I'm trying to come up with a solution to a coding challenge on Kattis, where there is a 2D grid filled with x's and o's, and the goal is to figure out whether or not a given starting coordinate can reach a given end coordinate by traveling up, down, left, or right. Only the o's are navigable, and the width and height of the grid can each be up to 1000 characters.
Here is an example grid:
xoxxx
ooxxo
oxxxo
ooooo
oxxxx
ooooo
I'll define this as
std::vector<std::string> space;
For this space, e.g., space[0][1] can reach space[5][4].
Note: This isn't quite the problem. I've generalized it a bit because there are some nuances that are a bit irrelevant to efficiency. Here's the actual problem.
I've taken a recursive approach to this problem, and my program passes the first 22 out of the 25 total test cases, before exceeding the 1-second time limit. The algorithm that I thought of was to keep checking whether the next valid coordinate could reach the end. The base case occurs when the starting coordinate is the ending coordinate, and it signifies that the problem's starting point can reach the ending point. If there is no valid next location then the current path cannot reach the ending point. If all the paths reach a dead end then that signifies that the problem's starting point cannot travel to the ending point.

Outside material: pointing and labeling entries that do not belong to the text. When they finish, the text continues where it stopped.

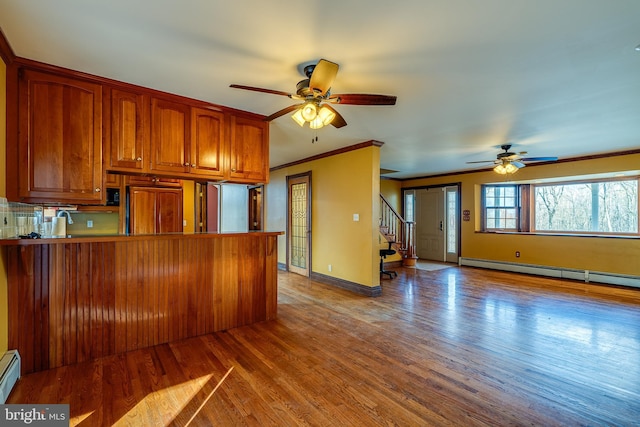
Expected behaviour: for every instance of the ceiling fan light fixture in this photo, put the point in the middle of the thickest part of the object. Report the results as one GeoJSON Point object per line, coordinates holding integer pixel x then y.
{"type": "Point", "coordinates": [309, 111]}
{"type": "Point", "coordinates": [505, 168]}
{"type": "Point", "coordinates": [326, 115]}
{"type": "Point", "coordinates": [316, 123]}
{"type": "Point", "coordinates": [297, 116]}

Here are the brains of the program (specifically canTravel):
struct Point {
int x, y;
friend bool operator==(const Point &p1, const Point &p2);
};
bool operator==(const Point &p1, const Point &p2) {
return p1.x == p2.x && p1.y == p2.y;
}
std::vector<Point> memo; // take note of the visited locations to avoid revisiting them
bool memoContains(const Point &p1) {
return std::find_if(memo.begin(), memo.end(), [&](const Point &p) { return p == p1; }) != memo.end();
}
bool canTravel(const std::vector<std::string> &space, const Point &start, const Point &end) {
if (start == end) // base case: the start == the destination
return true;
memo.push_back(start); // add current location to the list of visited locations
/*
format:
const auto &next_location = avoid out of bounds error &&
next location is an 'o' &&
avoid revisiting a location &&
recursively check whether the next location can reach the destination
*/
const auto &right = start.x < space[start.y].length() - 1 &&
space[start.y][start.x + 1] == 'o' &&
!memoContains({ start.x + 1, start.y }) &&
canTravel(space, { start.x + 1, start.y }, end);
const auto &left = start.x > 0 &&
space[start.y][start.x - 1] == 'o' &&
!memoContains({ start.x - 1, start.y }) &&
canTravel(space, { start.x - 1, start.y }, end);
const auto &down = start.y < space.size() - 1 &&
space[start.y + 1][start.x] == 'o' &&
!memoContains({ start.x, start.y + 1 }) &&
canTravel(space, { start.x, start.y + 1 }, end);
const auto &up = p1.y > 0 &&
space[start.y - 1][start.x] == 'o' &&
!memoContains({ start.x, start.y - 1 }) &&
canTravel(space, { start.x, start.y - 1 }, end);
return right || left || down || up; // at least one path needs to reach the destination
}
Why is this slow/inefficient? How can it be improved? Can a recursive approach be used here or is an iterative one preferable?